Daniel stayed a little longer, helping Miriam lift the body, although it was not very heavy. He watched while she took samples from various parts of the intestines, lungs, and other regions. She spoke very little, except to dictate the notes to him on everything she discovered. He wrote it down exactly as she said, once or twice asking her how to spell certain long words, names of chemicals, or little-known anatomical terms.

She seemed to learn little that was unexpected until they very carefully laid the body on a machine that Daniel had never seen before, and could not work out its purpose.

‘X-ray,’ she said proudly. ‘Father gave me that for Christmas and birthday combined.’ Her face lit with pleasure and suddenly it was easy to imagine her opening an enormous parcel with a bow on the top on Christmas morning, and discovering this strange monstrosity.

She was already explaining to him, with pride, what it could do and he had not been listening

‘Daniel!

‘I’m sorry . . .’

‘It can see through flesh and make pictures of the bones beneath. Or it can find anything solid, or metal we may have eaten, and trace it anywhere through our digestive system. It can find bullets, or broken-off pieces of a knife, for example.’

‘Is that what it’s used for?’ He was surprised. How often could they need such a thing?

‘Not in the hospitals,’ she dismissed the idea. ‘But we may find something useful in her bones. For example, an old break, or an abnormality.’

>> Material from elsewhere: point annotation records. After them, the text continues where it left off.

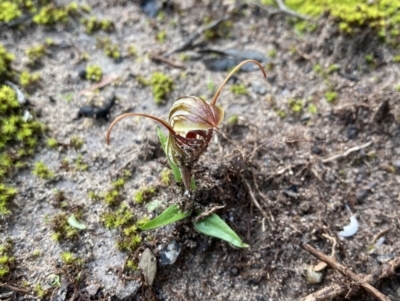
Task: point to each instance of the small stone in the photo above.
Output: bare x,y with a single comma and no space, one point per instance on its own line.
92,289
385,258
82,73
258,88
234,271
126,290
351,132
313,277
316,150
170,253
362,195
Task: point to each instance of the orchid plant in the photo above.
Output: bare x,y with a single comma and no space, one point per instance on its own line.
191,124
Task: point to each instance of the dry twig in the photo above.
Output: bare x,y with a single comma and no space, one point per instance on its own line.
336,290
14,288
158,58
346,153
282,9
254,200
189,41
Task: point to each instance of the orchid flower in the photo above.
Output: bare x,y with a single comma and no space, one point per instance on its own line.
190,127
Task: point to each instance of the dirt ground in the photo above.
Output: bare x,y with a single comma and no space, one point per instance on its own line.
294,163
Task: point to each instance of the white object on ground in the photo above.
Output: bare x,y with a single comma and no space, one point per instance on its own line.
350,229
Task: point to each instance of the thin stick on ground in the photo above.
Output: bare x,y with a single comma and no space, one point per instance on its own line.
346,153
345,271
191,39
336,290
14,288
161,59
254,200
282,10
290,12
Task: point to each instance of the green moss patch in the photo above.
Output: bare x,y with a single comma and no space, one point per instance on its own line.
18,139
382,15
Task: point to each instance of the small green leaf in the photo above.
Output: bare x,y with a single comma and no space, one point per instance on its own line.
193,185
214,226
168,216
73,222
151,206
174,168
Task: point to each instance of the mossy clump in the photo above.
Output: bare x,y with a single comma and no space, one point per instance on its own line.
62,230
380,15
76,142
162,85
39,291
132,51
9,11
166,177
239,89
312,109
161,36
69,258
93,24
52,142
111,50
94,73
80,164
5,63
42,171
331,96
233,120
121,217
296,105
28,80
18,139
281,113
7,194
123,220
35,53
50,15
6,259
144,194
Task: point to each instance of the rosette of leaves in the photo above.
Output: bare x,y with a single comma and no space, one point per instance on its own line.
191,124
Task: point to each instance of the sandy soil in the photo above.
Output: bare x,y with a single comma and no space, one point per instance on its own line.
286,164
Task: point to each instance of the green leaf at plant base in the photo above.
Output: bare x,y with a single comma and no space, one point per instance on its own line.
73,222
214,226
174,168
168,216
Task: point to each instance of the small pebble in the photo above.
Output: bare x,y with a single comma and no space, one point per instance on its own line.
316,150
234,271
259,88
170,253
352,132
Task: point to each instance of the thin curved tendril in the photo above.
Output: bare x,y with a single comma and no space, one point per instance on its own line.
216,95
164,123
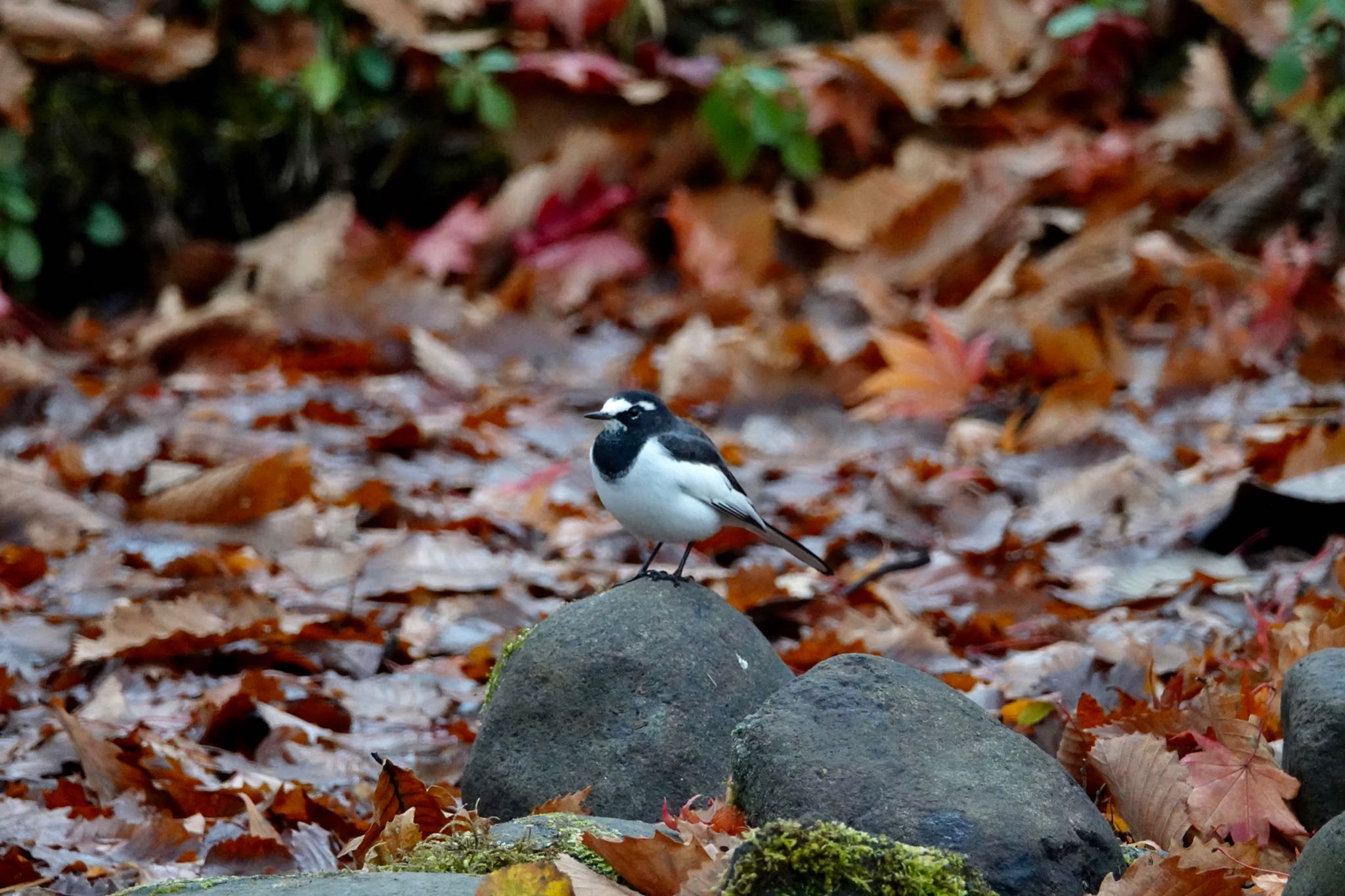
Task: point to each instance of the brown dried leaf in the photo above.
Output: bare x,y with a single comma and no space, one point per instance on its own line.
100,759
162,629
654,865
238,492
526,880
1169,878
1147,785
725,237
585,882
572,803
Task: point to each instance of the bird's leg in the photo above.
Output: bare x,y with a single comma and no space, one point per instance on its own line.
677,576
645,570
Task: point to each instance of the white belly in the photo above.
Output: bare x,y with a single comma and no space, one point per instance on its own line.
650,503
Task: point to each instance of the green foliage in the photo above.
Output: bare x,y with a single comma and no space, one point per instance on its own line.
472,85
1074,20
751,106
20,254
829,857
1314,43
506,649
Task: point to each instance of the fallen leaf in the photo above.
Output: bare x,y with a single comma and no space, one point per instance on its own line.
933,378
1147,876
1239,796
100,759
526,880
164,629
238,492
450,246
654,865
1147,786
585,882
725,237
572,803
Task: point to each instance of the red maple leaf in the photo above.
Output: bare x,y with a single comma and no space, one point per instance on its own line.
1239,796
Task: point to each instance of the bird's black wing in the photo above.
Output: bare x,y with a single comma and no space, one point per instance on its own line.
689,444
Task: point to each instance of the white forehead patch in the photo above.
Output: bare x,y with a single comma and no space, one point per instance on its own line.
618,405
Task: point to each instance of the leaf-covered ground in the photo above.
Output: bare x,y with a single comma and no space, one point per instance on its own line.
1072,333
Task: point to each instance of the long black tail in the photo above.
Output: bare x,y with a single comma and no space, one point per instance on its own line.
803,555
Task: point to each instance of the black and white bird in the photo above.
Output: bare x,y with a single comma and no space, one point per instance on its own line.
665,481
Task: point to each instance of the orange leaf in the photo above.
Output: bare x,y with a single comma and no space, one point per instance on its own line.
572,803
1169,878
1147,785
399,789
1239,796
925,379
654,865
237,492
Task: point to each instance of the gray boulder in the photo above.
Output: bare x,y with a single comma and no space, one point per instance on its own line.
888,750
634,692
332,884
1320,870
1313,708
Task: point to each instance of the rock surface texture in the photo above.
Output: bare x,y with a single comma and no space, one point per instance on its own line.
634,692
885,748
1320,870
334,884
1313,708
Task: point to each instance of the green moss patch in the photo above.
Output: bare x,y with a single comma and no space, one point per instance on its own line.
830,857
506,649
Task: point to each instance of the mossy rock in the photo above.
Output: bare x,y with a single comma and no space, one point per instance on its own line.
327,884
536,839
829,859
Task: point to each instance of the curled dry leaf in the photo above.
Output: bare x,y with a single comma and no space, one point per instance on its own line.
1169,878
443,363
238,492
654,865
533,879
1239,796
181,628
1147,786
100,759
931,378
33,511
725,237
572,803
585,882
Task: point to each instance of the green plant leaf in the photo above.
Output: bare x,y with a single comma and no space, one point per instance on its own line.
462,95
271,7
494,105
768,120
374,66
802,155
1286,73
731,133
20,253
1071,22
105,226
18,206
323,79
495,61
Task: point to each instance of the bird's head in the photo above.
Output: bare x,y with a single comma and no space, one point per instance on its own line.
634,410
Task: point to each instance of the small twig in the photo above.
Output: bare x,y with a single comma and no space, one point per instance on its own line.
919,559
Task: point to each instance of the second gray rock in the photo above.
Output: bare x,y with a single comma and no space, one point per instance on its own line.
1313,708
885,748
632,692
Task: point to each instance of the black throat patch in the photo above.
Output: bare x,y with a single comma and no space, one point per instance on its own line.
613,453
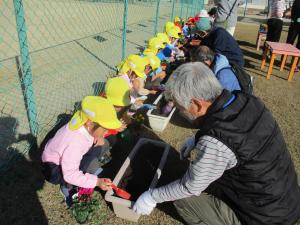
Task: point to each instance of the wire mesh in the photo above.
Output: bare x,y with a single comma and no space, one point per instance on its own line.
73,47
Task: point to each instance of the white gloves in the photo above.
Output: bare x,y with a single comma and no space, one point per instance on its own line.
187,147
145,204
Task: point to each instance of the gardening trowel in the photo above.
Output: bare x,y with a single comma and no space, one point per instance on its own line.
120,192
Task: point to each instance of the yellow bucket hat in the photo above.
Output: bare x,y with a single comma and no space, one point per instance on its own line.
136,64
149,51
155,43
98,110
154,61
168,26
117,91
163,37
173,33
177,29
177,19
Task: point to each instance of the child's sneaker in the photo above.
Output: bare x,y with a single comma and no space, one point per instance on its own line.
68,193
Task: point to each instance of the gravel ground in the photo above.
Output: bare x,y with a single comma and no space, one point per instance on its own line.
26,199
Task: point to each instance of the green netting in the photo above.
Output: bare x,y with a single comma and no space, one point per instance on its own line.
55,52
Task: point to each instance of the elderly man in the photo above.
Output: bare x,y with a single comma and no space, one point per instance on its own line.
242,161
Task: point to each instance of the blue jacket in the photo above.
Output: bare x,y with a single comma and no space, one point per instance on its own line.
224,73
220,41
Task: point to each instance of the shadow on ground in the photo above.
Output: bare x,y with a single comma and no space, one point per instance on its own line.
20,182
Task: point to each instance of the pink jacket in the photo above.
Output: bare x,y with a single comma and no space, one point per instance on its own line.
67,148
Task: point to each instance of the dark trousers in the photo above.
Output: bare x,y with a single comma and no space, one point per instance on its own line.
88,164
274,29
294,32
205,210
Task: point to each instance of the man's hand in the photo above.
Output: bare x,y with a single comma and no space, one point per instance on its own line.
145,204
187,147
104,184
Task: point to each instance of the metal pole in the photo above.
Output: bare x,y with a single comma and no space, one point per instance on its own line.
26,79
156,16
125,14
173,7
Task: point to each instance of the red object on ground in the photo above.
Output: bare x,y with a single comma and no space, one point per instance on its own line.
110,132
280,49
85,191
121,193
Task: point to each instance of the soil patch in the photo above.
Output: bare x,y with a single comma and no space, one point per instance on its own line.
139,174
161,108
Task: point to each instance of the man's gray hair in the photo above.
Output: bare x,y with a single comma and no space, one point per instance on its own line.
192,80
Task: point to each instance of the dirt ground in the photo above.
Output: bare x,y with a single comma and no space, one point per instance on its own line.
27,200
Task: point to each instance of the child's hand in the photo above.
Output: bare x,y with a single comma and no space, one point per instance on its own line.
139,102
104,184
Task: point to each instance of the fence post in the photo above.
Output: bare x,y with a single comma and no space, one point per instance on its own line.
173,8
245,9
26,79
156,16
125,15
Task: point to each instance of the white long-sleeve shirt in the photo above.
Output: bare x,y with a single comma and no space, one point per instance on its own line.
213,158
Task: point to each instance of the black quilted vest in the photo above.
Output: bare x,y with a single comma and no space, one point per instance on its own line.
262,188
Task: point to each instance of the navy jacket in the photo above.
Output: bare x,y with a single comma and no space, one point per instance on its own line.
220,41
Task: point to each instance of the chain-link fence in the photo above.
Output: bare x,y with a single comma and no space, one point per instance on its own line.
55,52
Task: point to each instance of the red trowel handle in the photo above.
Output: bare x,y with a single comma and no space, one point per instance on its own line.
121,193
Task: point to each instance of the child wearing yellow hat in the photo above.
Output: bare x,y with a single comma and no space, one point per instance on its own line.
67,159
154,45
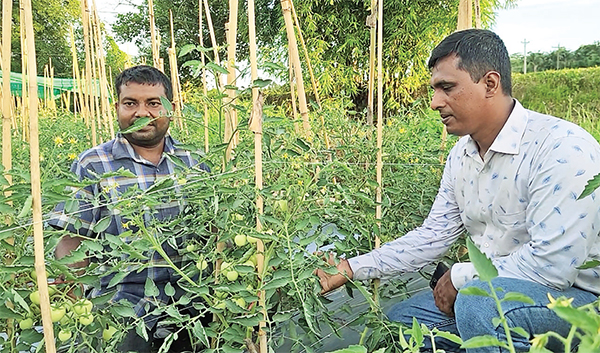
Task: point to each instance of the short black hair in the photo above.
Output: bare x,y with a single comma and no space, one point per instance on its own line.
479,51
144,75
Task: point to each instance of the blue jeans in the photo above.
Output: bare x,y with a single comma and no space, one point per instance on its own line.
474,314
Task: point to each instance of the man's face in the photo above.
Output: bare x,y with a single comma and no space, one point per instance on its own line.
460,101
142,100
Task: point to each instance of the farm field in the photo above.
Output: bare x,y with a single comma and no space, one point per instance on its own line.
251,231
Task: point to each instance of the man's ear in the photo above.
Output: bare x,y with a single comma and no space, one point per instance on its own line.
492,81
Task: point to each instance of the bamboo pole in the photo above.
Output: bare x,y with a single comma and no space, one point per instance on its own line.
88,69
293,50
24,73
372,23
477,14
155,45
36,193
310,70
106,112
213,40
78,91
231,114
175,76
256,126
6,96
204,89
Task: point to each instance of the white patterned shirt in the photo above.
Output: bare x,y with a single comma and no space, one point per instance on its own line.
518,204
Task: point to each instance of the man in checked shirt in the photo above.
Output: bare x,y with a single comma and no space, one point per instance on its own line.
512,183
147,153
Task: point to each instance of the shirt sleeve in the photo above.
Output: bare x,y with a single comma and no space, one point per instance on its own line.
82,218
562,229
420,246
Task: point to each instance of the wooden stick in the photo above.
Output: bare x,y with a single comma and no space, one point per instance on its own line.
310,70
36,192
6,96
293,50
175,76
231,113
372,23
24,73
256,126
155,45
88,69
204,89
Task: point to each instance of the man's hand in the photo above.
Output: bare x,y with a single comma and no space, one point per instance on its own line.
331,282
445,294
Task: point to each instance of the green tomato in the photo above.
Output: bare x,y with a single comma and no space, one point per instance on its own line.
232,275
35,297
64,335
57,313
107,333
86,319
26,324
83,306
240,240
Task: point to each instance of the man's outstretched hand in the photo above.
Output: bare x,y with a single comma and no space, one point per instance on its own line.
445,294
331,282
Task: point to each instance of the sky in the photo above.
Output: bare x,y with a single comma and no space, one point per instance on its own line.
545,24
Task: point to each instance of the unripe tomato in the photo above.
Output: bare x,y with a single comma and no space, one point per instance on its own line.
57,313
35,297
232,275
83,306
86,319
240,240
26,324
64,335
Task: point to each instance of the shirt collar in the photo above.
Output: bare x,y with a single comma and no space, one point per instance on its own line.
123,149
509,138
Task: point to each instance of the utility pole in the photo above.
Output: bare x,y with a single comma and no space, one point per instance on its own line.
557,55
525,55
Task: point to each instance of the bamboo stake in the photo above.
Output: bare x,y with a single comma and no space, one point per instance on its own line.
293,50
231,114
256,126
38,232
106,112
175,75
213,40
204,89
372,23
78,84
88,69
310,70
155,47
477,14
6,96
24,73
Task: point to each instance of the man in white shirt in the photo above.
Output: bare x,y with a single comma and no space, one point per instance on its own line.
511,182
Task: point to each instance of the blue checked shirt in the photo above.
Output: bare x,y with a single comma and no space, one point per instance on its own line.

He did not reply, but watched her as she put one part of the body, and then another, in front of the machine. It was rather like a camera, but fastened to the table with clamps from which two metal rods of about an inch in diameter held it at a height of two feet above the table’s surface. The table itself was long enough for an adult man to lie upon.

The machine itself consisted of several distinct parts. The first was an eye piece, like a funnel, through which the operator looked. It was attached to a complicated box with projecting lenses and dials. In front of that was another, larger box made of something transparent. Inside it was more machinery, smaller and circular; attached to it was a large frame, as if to hold another part. It was all focused downward, less than a foot away from the body Miriam was examining.

Then suddenly she stiffened, and stopped completely. ‘Look!’ she ordered him. ‘Look at this!’ She stepped back for him to see through the focus.